I don’t disagree with those assertions. But, at least in this instance, I think the premise is flawed — if this were only about dissemination of public data there would be no debate. What’s at issue is the definition of “meaningful.” Because the district failed to develop a definition itself it is now up to the paper and its readers to decide if value-added measurement offers meaningful results. Drum thinks this is ok:
If the tests really are poor indicators of short-term student performance, perhaps this project will make that clear. Parents, principals, and fellow teachers probably have a pretty good sense already of who the good and bad teachers are, and if the value-added testing metric used by the Times turns out to be wildly at variance with this sense, it should provoke a serious rethink.

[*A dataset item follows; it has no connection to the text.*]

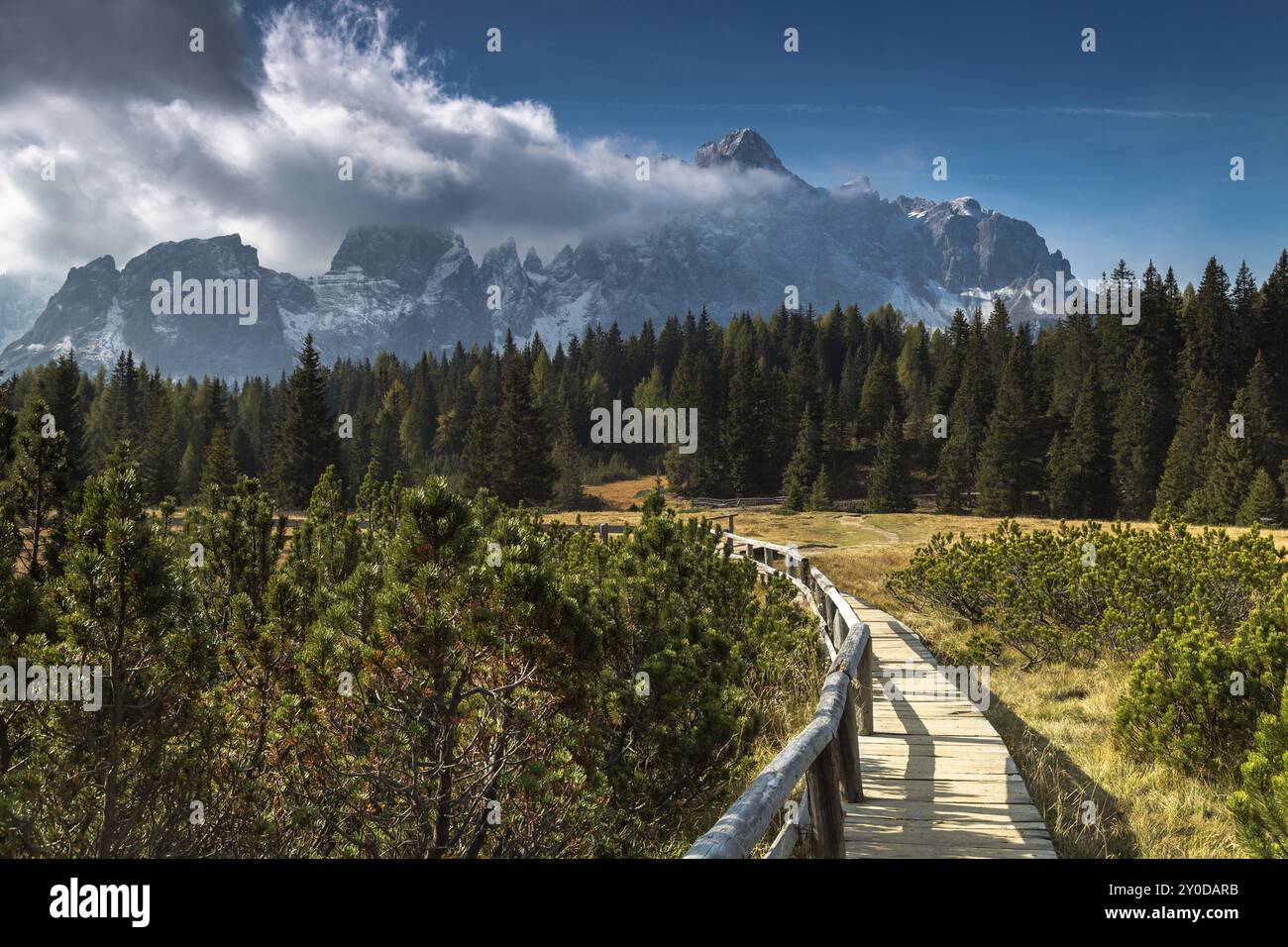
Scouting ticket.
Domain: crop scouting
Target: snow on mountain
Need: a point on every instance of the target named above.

This seems to be a likely outcome but an unfortunate one as well. We’re at once arguing that we need objective, quantitatively driven metrics for analyzing performance and at the same time in the absence of agreement on how those metrics work we will use the informal opinions of parents and colleagues (an implicit and arguably flawed model) to calibrate our approach.
We can and should expect better.
The same quantitative tools that allow us to build a value-added measurement system also allow us to interrogate and refine our methodologies. Unfortunately this sort of process is often seen as inconveniently technical and at odds with the with the desire for concrete answers. Jay Mathews at the Washington Post offers an interesting discussion about how this tension can play out in journalistic settings and importance of getting it right in cases like the Times’ database.
Those of us in the transparency movement have a responsibility to illuminate not only the data, but the ways in which data are collected and analyzed. After all, our goal is about more than providing an answer, it is about making transparent the processes though which answers are derived.